VIDEO PREMIERE: TROPA MAGICA “LSD ROMA”
Tropa Magica is the new band by brothers David and Rene Pacheco of thee (mighty) Commons, whose psychedelic punk-cumbia magically and cosmically connected at least three continents and as many generations. Now with thee Commons discography triumphantly concluded, Tropa Magica is set to take flight, especially with this new song “LSD Roma.” This video is the visual counterpart to the single premiered on One Reporter’s Opinion on dublab on Wednesday. Tropa Magica describe this song as something like “psychedelic norteno,” but there’s something cinematic happening here, too. It’s a song built around negative space, and the echo of itself into that space, and the video’s slow-motion speed only underscores its half-in-a-dream feel. “LSD Roma” was written and mixed by Tropa Magica and recorded by Los Hermanos Pacheco, and engineered by Soul Station #1 at “One Take Studios” in San Pedro, and mastered at Mysterious Mammal Studios. You can visit Tropa Magica here, and you can read the story of this video—told by David Pacheco, and it is definitely a story—below:
“The film was recorded in a small town called Chiuatla de Tapia, Puebla, Mexico. The idea to make this film came to me as I noticed the peculiar mannerisms the bull riders would use to hype themselves up before the bull ride. They have a charisma that is unparalleled, as can be seen in the video. None of it was scripted. What I did as a director was to focus on the moments of intensity: death waiting at the gate of the bull pen, strangers wishing each other luck, heart-wrenching attempts to keep an audience entertained and a heightened sense of living.

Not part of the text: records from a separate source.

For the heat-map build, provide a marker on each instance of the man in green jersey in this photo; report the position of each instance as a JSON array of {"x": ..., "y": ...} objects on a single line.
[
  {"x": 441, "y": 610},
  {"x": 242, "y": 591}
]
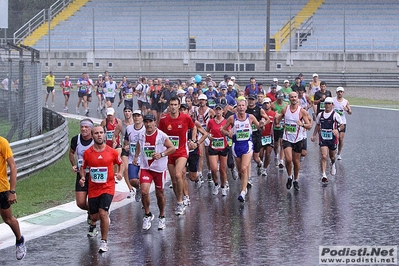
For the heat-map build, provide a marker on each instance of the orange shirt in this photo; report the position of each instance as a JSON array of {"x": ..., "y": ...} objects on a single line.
[
  {"x": 102, "y": 176},
  {"x": 5, "y": 153}
]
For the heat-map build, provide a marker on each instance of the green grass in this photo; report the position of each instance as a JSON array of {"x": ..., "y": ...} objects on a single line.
[
  {"x": 372, "y": 102},
  {"x": 48, "y": 188}
]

I knew I would make the film in black and white, as I first began filming on my iPhone. I also knew I would slow the shots done to create a dramatic effect. The narrative was simple: create a psychedelic drama about hype in the rodeo.
If you’ve ever been to a rodeo it usually takes about at least 15 or 20 minutes to get a bull ready and then the bull ride only lasts about ten seconds or less. Usually while the crowd is waiting there’s a clown or two entertaining people, hence our dancing superstar in the video.
Clowns have always beem interesting character archetypes to me. There’s the Shakespearian jester who uses his role as a fool to speak truth, a truth that is laughed upon by the higher elites and disregarded as nonsense. There’s the clown whose smile is a facade for his sadness, who is held captive by melancholy. There’s also clown types such as the joker, who just want to create chaos and shake people up. The ‘clown’ in our video was a bit of all of them.
As I began editing the film I started working out different elements of symbolism that I wanted to focus on but couldn’t figure out how to hold it all together. Ultimately, I took Hemingway’s iceberg metaphor as my inspiration and left meaning to be found by the viewer. This means that the video would be presented in a fairly simple manner—the tip of the iceberg—but the symbolic meaning could be found beneath the surfaceÆthe bottom of the iceberg).
I edited the video at home initially on Windows Movie Maker but it was too ‘cheap’ looking. I then reluctantly taught myself to use adobe premiere and edited the video in two days.”